TAPANULI UTARA , SUMATERA UTARA — Menteri Dalam Negeri (Mendagri) Muhammad Tito Karnavian meminta Bupati Tapanuli Utara, Jonius Taripar Parsaoran Hutabarat, melakukan pendataan ulang hunian yang rusak akibat bencana alam.
Pendataan dilakukan by name by address untuk rumah rusak ringan, sedang, berat, maupun rumah yang hilang, sebagai dasar pemerintah mempercepat pemulihan pascabencana.
Pernyataan tersebut disampaikan Tito Karnavian saat menghadiri acara groundbreaking pembangunan 103 rumah untuk korban bencana di Kabupaten Tapanuli Utara, Minggu (21/12/2025).
Baca Juga: Kapal MV Egon Tiba di Aceh Utara, 220 Personel Polri Siap Dukung Penanganan Bencana Ia menegaskan, seluruh instansi terkait, termasuk TNI, Polri, BNPB, Basarnas, dan pemerintah daerah, bekerja cepat di masa tanggap darurat.
"Pemerintah bekerja cepat di bawah arahan Bapak Presiden Prabowo Subianto.

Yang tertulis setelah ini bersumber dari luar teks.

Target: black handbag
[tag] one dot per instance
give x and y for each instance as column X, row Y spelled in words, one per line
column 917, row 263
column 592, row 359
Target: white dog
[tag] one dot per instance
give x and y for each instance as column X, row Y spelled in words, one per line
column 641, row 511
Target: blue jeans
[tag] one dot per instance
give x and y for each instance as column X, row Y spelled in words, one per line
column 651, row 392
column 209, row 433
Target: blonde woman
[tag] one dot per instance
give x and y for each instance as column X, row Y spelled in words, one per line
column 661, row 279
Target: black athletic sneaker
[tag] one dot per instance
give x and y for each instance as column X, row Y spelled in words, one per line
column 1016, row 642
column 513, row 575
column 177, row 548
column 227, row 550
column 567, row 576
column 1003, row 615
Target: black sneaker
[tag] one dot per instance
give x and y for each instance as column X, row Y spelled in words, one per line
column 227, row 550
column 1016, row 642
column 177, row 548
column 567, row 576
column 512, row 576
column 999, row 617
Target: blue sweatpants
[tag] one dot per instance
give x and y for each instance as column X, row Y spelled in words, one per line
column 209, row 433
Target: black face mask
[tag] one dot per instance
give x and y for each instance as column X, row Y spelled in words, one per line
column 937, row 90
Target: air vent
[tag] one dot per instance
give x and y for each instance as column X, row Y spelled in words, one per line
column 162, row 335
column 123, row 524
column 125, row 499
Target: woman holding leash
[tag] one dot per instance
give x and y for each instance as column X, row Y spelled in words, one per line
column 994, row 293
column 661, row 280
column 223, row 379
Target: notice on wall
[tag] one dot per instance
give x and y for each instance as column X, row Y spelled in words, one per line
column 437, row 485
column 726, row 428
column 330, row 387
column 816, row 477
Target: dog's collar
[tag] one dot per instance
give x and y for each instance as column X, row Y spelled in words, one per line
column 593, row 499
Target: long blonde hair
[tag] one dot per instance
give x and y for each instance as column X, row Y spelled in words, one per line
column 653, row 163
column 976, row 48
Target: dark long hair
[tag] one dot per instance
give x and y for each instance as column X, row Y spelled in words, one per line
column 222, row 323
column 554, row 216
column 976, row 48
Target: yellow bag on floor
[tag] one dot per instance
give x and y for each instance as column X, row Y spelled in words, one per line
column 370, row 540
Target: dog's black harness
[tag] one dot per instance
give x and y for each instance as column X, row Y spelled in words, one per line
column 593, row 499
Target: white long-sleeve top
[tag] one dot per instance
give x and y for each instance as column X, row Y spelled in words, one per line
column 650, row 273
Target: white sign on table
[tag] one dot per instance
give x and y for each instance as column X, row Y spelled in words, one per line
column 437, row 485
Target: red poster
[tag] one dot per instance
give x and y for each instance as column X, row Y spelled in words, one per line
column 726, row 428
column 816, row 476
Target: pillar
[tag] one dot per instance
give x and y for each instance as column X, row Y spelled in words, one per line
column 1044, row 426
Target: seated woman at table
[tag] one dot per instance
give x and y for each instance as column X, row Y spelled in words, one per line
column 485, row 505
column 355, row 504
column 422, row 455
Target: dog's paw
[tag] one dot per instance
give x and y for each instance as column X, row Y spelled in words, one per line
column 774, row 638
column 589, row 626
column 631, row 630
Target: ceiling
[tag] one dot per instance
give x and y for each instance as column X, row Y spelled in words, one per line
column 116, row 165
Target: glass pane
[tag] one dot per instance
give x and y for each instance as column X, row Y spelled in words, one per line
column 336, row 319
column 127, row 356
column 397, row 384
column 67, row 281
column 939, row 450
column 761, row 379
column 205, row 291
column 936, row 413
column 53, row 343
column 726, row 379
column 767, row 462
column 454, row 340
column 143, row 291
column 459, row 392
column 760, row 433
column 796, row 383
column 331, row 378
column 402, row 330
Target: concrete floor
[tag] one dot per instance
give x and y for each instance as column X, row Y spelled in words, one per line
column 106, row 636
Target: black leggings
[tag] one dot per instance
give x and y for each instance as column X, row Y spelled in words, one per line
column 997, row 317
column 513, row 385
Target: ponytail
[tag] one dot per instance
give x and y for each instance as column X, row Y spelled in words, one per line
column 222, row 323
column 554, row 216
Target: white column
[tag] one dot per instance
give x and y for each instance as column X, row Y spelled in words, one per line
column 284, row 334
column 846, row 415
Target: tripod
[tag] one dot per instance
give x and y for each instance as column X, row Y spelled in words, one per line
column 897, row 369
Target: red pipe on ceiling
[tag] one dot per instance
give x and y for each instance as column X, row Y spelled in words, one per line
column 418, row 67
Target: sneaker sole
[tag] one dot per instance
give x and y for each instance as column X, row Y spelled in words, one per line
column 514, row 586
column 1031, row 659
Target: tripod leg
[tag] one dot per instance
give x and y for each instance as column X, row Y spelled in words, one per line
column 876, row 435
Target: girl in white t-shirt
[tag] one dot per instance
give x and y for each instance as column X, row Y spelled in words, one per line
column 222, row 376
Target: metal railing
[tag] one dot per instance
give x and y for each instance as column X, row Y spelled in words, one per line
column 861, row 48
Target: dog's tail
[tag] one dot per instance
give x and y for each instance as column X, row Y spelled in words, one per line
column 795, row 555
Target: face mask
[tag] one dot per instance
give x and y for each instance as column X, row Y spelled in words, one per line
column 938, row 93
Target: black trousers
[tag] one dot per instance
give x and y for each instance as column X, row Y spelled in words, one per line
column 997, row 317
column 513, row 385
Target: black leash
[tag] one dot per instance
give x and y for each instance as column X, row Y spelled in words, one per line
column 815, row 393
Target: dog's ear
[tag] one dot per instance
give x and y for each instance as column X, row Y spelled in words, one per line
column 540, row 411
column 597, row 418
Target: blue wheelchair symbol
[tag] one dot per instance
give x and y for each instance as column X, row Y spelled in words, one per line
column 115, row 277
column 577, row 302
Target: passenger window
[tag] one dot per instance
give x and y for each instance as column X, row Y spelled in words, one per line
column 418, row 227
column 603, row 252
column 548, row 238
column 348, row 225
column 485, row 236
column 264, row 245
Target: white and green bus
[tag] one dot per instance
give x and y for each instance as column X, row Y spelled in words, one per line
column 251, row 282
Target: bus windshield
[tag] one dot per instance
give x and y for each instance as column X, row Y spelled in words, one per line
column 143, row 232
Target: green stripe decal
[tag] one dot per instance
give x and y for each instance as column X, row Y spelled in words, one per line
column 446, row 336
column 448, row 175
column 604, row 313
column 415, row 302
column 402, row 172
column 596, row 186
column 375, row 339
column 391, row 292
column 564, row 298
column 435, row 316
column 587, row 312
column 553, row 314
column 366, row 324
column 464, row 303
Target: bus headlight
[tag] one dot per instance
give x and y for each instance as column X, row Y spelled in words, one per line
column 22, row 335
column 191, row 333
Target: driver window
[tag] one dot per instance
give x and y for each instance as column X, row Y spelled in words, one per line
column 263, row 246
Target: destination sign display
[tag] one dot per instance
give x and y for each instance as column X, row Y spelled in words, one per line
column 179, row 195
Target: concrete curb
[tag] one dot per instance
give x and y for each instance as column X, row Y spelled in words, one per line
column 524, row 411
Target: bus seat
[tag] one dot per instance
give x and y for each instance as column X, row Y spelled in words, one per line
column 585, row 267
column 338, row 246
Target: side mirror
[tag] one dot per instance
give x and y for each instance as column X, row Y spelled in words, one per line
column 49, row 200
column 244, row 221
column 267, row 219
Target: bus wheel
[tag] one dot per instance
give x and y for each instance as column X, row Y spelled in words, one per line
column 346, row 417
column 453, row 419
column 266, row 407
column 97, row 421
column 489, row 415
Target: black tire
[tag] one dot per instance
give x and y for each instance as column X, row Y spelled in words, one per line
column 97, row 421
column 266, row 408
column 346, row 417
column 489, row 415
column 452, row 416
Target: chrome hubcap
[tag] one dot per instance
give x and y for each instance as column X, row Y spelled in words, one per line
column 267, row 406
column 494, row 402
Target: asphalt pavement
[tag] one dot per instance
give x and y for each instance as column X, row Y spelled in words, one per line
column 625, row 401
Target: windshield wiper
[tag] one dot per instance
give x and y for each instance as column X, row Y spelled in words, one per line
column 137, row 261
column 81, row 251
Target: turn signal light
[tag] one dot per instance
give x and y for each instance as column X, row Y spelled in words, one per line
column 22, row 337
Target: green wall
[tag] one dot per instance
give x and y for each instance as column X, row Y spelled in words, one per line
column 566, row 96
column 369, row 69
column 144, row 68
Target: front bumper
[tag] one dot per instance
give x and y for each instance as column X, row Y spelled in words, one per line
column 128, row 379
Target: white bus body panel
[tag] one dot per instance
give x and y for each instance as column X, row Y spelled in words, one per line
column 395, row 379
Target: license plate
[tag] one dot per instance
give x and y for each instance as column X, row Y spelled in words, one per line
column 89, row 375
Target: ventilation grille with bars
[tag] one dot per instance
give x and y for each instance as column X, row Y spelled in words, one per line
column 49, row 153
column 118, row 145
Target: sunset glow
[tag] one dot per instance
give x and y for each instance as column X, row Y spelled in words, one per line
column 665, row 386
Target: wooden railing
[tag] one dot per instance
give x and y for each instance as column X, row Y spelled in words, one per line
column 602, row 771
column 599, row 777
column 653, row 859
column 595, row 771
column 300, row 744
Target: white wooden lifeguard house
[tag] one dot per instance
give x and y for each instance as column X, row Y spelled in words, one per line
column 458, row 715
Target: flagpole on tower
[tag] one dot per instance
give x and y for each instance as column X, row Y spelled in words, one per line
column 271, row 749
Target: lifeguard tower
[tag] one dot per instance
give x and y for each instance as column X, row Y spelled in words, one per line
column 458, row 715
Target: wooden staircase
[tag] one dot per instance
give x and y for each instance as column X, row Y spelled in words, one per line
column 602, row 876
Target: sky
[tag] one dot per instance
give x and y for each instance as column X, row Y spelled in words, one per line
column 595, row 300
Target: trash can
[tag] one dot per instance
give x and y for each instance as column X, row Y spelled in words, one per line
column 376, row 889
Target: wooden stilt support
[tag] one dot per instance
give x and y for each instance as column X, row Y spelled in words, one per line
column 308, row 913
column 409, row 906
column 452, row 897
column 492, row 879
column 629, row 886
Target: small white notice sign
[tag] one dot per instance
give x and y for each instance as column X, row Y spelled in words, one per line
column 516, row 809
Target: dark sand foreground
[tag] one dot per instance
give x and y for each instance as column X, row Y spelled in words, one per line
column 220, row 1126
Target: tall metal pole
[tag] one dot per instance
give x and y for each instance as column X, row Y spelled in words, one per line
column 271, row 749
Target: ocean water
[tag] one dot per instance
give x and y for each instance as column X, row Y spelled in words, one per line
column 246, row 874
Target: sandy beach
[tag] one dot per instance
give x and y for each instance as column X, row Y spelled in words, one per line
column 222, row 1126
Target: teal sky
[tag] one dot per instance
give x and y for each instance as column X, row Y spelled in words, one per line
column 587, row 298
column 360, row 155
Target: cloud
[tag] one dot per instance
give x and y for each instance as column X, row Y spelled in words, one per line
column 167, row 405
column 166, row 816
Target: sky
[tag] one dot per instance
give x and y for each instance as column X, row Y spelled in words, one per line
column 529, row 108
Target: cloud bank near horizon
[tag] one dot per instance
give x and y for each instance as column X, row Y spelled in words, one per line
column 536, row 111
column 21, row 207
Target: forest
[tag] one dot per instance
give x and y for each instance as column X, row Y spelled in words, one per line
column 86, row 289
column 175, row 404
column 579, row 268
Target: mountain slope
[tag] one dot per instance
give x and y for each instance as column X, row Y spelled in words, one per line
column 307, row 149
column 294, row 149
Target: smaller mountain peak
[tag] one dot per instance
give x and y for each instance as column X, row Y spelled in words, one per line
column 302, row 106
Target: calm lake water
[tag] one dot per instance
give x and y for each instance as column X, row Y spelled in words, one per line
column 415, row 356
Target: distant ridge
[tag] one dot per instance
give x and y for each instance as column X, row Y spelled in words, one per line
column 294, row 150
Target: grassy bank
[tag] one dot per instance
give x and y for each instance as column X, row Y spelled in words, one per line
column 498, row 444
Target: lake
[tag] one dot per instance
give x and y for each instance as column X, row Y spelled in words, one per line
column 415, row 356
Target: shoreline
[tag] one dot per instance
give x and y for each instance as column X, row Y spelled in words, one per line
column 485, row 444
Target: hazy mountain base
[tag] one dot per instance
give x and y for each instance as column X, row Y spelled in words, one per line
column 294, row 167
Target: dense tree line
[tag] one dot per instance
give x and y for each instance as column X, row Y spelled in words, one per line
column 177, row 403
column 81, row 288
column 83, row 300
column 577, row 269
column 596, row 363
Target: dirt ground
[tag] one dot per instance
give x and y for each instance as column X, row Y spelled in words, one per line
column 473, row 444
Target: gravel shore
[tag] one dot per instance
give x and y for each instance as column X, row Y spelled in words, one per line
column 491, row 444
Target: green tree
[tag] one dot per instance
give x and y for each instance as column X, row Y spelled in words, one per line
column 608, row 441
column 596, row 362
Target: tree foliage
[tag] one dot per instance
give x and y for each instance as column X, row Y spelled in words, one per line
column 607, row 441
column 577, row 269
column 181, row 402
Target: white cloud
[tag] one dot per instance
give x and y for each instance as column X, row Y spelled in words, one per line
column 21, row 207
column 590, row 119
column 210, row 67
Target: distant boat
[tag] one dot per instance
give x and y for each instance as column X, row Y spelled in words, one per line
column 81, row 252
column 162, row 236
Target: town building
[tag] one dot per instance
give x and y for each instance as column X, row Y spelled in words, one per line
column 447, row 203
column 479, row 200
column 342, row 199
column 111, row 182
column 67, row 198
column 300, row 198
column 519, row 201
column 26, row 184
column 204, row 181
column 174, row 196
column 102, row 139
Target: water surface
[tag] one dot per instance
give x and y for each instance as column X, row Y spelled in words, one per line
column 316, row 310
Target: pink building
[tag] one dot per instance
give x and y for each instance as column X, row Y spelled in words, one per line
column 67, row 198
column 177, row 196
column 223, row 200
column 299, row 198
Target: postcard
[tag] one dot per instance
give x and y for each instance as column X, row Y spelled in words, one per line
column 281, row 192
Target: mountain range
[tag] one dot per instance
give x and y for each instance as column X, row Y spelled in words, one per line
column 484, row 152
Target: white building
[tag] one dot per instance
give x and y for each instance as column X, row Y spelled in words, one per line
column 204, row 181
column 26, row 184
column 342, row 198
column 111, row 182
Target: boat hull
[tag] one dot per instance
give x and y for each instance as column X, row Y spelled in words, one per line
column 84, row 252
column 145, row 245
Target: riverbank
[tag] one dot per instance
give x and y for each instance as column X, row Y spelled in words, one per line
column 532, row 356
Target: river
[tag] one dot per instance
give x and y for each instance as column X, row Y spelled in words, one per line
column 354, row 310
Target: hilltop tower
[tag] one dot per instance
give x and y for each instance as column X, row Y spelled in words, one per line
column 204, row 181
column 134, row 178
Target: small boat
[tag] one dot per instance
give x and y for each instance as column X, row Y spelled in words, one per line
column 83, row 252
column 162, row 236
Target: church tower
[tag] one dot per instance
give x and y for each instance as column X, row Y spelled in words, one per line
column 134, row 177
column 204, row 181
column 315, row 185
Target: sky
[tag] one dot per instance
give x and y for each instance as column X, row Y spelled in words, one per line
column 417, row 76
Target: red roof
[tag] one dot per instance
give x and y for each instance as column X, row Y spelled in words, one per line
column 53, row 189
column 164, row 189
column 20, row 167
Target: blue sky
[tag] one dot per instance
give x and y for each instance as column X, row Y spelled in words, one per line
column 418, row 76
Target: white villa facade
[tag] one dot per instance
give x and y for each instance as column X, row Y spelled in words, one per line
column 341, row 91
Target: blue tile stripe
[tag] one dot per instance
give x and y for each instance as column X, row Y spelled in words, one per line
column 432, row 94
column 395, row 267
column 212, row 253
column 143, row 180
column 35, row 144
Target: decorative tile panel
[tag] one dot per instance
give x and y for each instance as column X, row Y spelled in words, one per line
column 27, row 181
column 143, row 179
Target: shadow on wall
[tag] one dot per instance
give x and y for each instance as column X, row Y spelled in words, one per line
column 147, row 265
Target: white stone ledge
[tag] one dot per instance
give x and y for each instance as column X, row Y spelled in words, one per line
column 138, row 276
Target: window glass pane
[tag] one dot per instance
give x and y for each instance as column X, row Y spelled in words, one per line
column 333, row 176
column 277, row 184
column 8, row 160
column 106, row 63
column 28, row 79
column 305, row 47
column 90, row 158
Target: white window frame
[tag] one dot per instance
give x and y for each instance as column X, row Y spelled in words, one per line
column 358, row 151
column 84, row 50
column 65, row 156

Kita semua bergerak, memastikan pemulihan berjalan optimal," ujar Tito.
Berdasarkan pantauan, akses jalan yang sempat tertutup kini telah dibuka kembali, begitu pula kelistrikan yang berangsur pulih.
Tito menekankan pentingnya data yang mutakhir agar penanganan bencana bisa dilakukan secara tepat.
Masyarakat dengan rumah rusak ringan hingga sedang akan menerima bantuan renovasi, sementara rumah rusak berat atau hilang akan mendapat dukungan penuh pemerintah, termasuk kemungkinan relokasi.
Proses relokasi akan memanfaatkan tanah milik pemerintah pusat, daerah, maupun BUMN.
Tito juga mengapresiasi kontribusi pihak swasta dan lembaga kemanusiaan, termasuk Yayasan Buddha Tzu Chi Indonesia, dalam mempercepat pembangunan hunian tetap bagi masyarakat terdampak bencana.
Acara ini turut dihadiri Menteri Perumahan dan Kawasan Permukiman Maruarar Sirait, Bupati dan Wakil Bupati Tapanuli Utara, serta sejumlah pihak terkait lainnya.*
(k/dh)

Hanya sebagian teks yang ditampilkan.